- Born: Ibitoye Kingfahd 2 February 2000 (age 26) Lagos
- Education: Adeleke University
- Occupation: Stage magician
- Known for: Guinness World Records holder for Longest Magic Show by an Individual

= Faddothegreat =

Nigerian magician (born 2000)

Ibitoye Kingfahd (born 2 February 2000), known for his stage name as Faddothegreat is a Nigerian magician and illusionist who holds the Guinness World Record for Longest Magic Show by an Individual.
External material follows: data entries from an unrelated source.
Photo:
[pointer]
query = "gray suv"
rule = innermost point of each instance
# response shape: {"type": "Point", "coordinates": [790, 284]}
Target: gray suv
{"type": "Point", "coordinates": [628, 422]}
He performed over 1,200 magic tricks non-stop for 50 hours, breaking the previous record of 30 hours and 45 minutes, which was set by Richard Smith from the United Kingdom in 2004.

== Education and career ==
Faddothegreat is a first-class Civil Engineering graduate from Adeleke University. He blends technical skill and artistic creativity to design many of the unique props used in his shows. He has had passion for magic for nearly a decade, and it has evolved from a hobby to redefining entertainment in Nigeria.

He is known for his engaging humour and captivating illusions. He has performed at major events such as Lagos Startup Week, Pulse Influencer Awards, Light Up Lagos and the Endeavour Tech Founders Networking Event.

== Guinness World Record ==
In November 2025, Faddothegreat announced that he will be attempting the Guinness World Record for the Longest Standalone Magic Performance, taking place from 27 to 29 November 2025, at Pop Landmark, Victoria Island, Lagos.

Faddo spent almost a year meticulously designing his own props and undergoing rigorous physical training to prepare for the 50-hour marathon, as the Guinness World Record rules stated he couldn't repeat any of the magic tricks within a four-hour window.

The event, which lasted for 3 days, drew thousands of spectators to the Landmark Centre, and FaddotheGreat captivated a live and global audience with over 1200 tricks, ranging from card manipulations to mentalism and large-scale stage illusions.

In February 2026, Fadoo was confirmed as the Guinness World Record holder for the longest magic show by an individual, with a 50-hour record.